The fluttering pigeons outside Gateway of India are as much a part of the tourists’ must-do lists as the coin throw at Rome’s Trevi Fountain.

But behind the light-hearted amusement of feeding pigeons may lie deep biological underpinnings that explain why the practice, as symbolised by Indian kabutarkhanas, has flourished down the centuries.

Pigeons can discriminate between friendly and hostile humans, an evolutionary advantage that may be one of the factors helping their populations thrive across urban centres at a time sparrows are in decline, scientists say.

Ornithologists have long observed what they believe is a rise in pigeon numbers in urban areas, a trend easy to sense in Indian cities with their traditional kabutarkhanas — public zones where pigeons congregrate to eat grain or other tidbits offered by humans. “Human benevolence is clearly among factors pushing pigeon populations upward,” said Mohammed Dilawar, an ornithologist tracking house sparrows for the Bombay Natural History Society, Mumbai.

“Pigeons also find it easier to bring up their little ones,” he said.

While newborn sparrows require an exclusive diet of insects, Dilawar said, young pigeons can survive on a liquid called “vegetable milk”, regurgitated by adult pigeons that feed on grain or other food that are always abundant from human feeders.

Now scientists in France have identified another facet of pigeon biology that probably help these birds in their search for friendly humans: pigeons appear to recognise individual people despite changes in clothing.
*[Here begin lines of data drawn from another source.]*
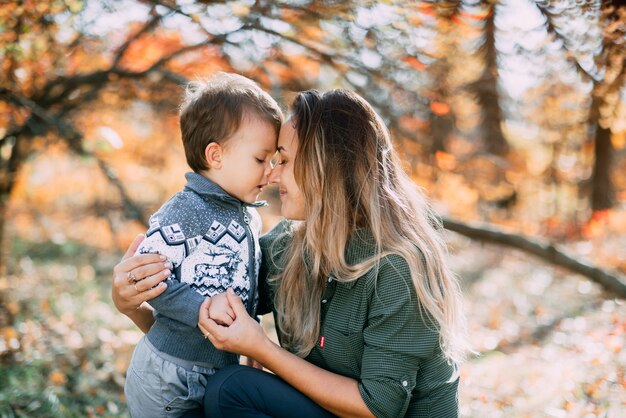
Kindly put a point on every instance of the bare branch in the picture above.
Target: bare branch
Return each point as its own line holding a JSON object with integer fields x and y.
{"x": 546, "y": 251}
{"x": 74, "y": 138}
{"x": 552, "y": 30}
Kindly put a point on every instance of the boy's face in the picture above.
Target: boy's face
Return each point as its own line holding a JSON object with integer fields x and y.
{"x": 246, "y": 159}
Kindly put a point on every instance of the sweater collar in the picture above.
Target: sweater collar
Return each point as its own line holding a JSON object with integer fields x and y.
{"x": 207, "y": 188}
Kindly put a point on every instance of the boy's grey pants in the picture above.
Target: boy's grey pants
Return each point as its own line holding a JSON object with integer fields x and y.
{"x": 161, "y": 386}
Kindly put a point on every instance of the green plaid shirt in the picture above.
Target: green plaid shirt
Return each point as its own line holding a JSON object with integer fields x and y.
{"x": 372, "y": 331}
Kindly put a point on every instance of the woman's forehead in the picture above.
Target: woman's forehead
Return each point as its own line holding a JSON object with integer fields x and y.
{"x": 288, "y": 139}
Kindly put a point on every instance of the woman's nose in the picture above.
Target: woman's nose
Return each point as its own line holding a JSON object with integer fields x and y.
{"x": 274, "y": 176}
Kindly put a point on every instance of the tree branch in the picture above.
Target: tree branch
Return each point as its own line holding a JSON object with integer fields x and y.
{"x": 148, "y": 26}
{"x": 546, "y": 251}
{"x": 74, "y": 138}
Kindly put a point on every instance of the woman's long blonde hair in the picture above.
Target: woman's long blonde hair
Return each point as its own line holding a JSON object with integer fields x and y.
{"x": 351, "y": 177}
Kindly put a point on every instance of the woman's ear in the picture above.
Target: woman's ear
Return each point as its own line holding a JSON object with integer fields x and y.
{"x": 213, "y": 155}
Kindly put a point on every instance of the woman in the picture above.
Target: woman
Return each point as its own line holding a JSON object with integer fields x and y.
{"x": 369, "y": 317}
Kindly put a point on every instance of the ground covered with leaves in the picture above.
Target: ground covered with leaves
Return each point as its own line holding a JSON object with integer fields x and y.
{"x": 551, "y": 343}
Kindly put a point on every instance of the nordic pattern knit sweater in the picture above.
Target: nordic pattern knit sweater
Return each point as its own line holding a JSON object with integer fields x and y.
{"x": 212, "y": 241}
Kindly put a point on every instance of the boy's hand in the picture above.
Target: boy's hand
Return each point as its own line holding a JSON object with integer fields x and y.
{"x": 220, "y": 310}
{"x": 250, "y": 362}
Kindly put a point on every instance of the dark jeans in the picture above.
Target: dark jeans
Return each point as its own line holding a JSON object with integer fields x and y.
{"x": 245, "y": 392}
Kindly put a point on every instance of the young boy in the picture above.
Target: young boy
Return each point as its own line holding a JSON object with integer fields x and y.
{"x": 209, "y": 233}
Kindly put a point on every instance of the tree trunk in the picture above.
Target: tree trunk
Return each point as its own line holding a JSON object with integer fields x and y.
{"x": 487, "y": 92}
{"x": 602, "y": 190}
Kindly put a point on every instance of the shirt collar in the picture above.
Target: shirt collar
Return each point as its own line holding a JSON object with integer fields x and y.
{"x": 208, "y": 188}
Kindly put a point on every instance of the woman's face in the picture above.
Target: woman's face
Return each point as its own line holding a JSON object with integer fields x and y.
{"x": 291, "y": 197}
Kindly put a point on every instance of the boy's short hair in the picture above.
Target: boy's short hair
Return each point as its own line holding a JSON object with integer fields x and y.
{"x": 213, "y": 108}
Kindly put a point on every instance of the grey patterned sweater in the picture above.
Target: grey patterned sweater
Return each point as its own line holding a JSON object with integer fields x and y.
{"x": 212, "y": 240}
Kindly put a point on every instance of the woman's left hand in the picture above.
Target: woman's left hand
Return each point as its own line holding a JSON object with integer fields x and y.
{"x": 243, "y": 336}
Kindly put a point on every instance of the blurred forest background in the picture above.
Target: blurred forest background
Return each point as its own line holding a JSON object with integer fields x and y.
{"x": 511, "y": 114}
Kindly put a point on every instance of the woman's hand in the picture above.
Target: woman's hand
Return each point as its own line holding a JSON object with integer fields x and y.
{"x": 137, "y": 279}
{"x": 220, "y": 310}
{"x": 244, "y": 336}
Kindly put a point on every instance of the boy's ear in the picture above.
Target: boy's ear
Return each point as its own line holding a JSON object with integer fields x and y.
{"x": 213, "y": 155}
In their experiments, Dalila Bovet and her colleagues at University of Paris asked two sets of people wearing different-coloured coats to feed pigeons in a Paris city centre park.

One set ignored the pigeons and allowed them to feed while other group chased the birds away preventing them from feeding. The pigeons appeared to recognise who was friendly and who was hostile, and were able to remember that information later.
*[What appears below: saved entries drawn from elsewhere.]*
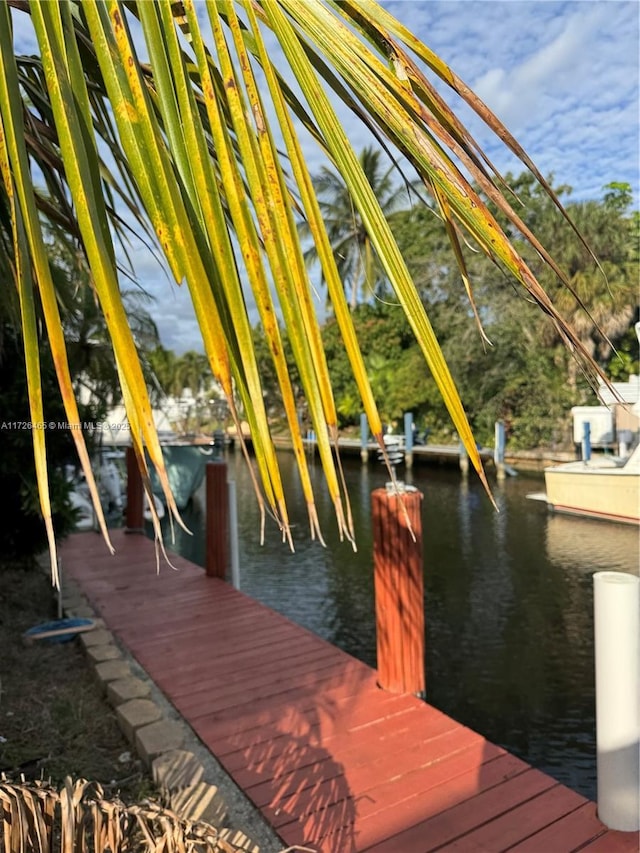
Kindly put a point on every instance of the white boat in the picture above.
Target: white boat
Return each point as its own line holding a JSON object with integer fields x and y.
{"x": 603, "y": 487}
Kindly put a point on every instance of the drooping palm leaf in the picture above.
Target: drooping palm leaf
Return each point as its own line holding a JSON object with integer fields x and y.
{"x": 197, "y": 143}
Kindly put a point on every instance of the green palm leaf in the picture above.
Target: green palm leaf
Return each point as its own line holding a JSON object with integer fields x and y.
{"x": 205, "y": 148}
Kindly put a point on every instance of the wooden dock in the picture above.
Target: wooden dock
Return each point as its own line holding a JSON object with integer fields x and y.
{"x": 331, "y": 761}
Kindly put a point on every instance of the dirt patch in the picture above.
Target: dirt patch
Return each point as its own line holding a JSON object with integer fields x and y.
{"x": 54, "y": 720}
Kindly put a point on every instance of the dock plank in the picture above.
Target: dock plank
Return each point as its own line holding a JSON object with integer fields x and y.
{"x": 333, "y": 762}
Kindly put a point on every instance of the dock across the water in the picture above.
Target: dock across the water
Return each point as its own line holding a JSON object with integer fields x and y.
{"x": 331, "y": 761}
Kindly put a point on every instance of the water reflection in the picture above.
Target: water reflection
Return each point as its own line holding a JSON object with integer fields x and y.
{"x": 508, "y": 601}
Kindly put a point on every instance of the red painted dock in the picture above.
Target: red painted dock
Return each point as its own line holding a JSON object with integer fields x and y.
{"x": 332, "y": 761}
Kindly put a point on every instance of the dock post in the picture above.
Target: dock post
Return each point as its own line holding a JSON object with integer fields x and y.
{"x": 408, "y": 440}
{"x": 498, "y": 449}
{"x": 399, "y": 590}
{"x": 586, "y": 441}
{"x": 217, "y": 525}
{"x": 616, "y": 603}
{"x": 134, "y": 519}
{"x": 364, "y": 438}
{"x": 464, "y": 460}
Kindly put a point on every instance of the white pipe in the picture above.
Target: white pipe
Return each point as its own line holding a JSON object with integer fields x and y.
{"x": 233, "y": 535}
{"x": 617, "y": 658}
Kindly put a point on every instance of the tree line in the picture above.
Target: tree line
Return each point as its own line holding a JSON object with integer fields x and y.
{"x": 508, "y": 360}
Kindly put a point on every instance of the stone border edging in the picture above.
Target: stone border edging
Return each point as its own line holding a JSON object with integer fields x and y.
{"x": 180, "y": 765}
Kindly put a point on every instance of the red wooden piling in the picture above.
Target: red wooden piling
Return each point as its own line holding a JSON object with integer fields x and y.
{"x": 399, "y": 591}
{"x": 135, "y": 493}
{"x": 217, "y": 552}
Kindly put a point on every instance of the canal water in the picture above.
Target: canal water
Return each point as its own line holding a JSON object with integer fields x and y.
{"x": 508, "y": 600}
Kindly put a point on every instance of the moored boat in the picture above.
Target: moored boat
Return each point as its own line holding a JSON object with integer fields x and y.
{"x": 605, "y": 487}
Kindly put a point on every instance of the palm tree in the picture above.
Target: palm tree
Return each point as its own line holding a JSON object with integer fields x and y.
{"x": 356, "y": 259}
{"x": 209, "y": 156}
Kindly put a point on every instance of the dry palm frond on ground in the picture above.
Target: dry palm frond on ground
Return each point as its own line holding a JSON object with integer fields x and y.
{"x": 35, "y": 816}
The pigeons could recognise the hostile people even when they swapped their coloured coats with the friendly people. Even when hostile people changed stance and became friendly to pigeons, the birds continued to avoid them. “What is important — and surprising — is that the pigeons spontaneously used relevant characteristics of individuals instead of the most salient feature, which was the coloured coats,” said Bovet, associate professor at the laboratory for comparative ethology and cognition at the University of Paris.

“They seem to know that clothes are not a good way to tell humans apart,” Bovet told The Telegraph.
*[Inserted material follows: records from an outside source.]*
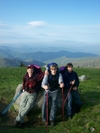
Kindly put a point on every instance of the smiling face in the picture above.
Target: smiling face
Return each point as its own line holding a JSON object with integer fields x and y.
{"x": 70, "y": 68}
{"x": 53, "y": 69}
{"x": 30, "y": 71}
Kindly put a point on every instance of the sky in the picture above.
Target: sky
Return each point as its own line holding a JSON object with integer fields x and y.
{"x": 29, "y": 21}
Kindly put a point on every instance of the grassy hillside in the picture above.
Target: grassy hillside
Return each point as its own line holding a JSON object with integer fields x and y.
{"x": 87, "y": 121}
{"x": 86, "y": 62}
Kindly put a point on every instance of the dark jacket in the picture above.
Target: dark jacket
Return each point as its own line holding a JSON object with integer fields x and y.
{"x": 70, "y": 76}
{"x": 32, "y": 84}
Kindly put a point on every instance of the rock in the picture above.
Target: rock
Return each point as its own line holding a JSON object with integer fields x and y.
{"x": 39, "y": 99}
{"x": 82, "y": 78}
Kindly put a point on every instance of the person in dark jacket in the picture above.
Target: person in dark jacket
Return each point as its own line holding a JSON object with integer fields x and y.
{"x": 51, "y": 82}
{"x": 71, "y": 81}
{"x": 30, "y": 89}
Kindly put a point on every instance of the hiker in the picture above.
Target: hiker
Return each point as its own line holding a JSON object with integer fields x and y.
{"x": 51, "y": 82}
{"x": 71, "y": 82}
{"x": 30, "y": 89}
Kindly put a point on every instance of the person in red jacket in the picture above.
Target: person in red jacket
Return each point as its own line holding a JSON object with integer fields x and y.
{"x": 31, "y": 82}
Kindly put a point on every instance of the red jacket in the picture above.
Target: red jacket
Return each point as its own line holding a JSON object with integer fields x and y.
{"x": 33, "y": 83}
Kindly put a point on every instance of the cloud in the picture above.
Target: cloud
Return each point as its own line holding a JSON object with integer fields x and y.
{"x": 37, "y": 23}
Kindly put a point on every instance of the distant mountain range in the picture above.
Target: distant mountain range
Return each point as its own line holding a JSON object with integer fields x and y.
{"x": 85, "y": 62}
{"x": 9, "y": 57}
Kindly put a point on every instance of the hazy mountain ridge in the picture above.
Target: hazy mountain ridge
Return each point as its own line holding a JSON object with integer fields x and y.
{"x": 11, "y": 58}
{"x": 42, "y": 56}
{"x": 87, "y": 62}
{"x": 11, "y": 62}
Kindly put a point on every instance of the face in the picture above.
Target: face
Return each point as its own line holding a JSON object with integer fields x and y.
{"x": 70, "y": 69}
{"x": 53, "y": 71}
{"x": 30, "y": 70}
These findings, published earlier this year in the journal Animal Cognition, will be presented at a meeting of the Society for Experimental Biology in Glasgow on Sunday.

The scientists say the ability to discriminate between friendly and hostile humans is ecologically relevant because it could help the birds recognise a safe human feeder faster and save energy and time in gaining food. Overall, it is a combination of an abundance of food and nesting places as well as a decline in the population of natural predator birds that is contributing to rising pigeon populations, said Asad Rahmani, director of the Bombay Natural History Society.

Pigeons are what ornithologists call platform-nesters — birds that can build nests along ledges and corners of buildings.

“The population of predators such as peregrine falcons is low, and that is also helping pigeons,” Rahmani said.

“But any human-driven or unnatural rise in a species population can mean an ecological imbalance,” said Dilawar. “Pigeons are friendly birds, but they may also carry the risk of exacerbating respiratory infections.”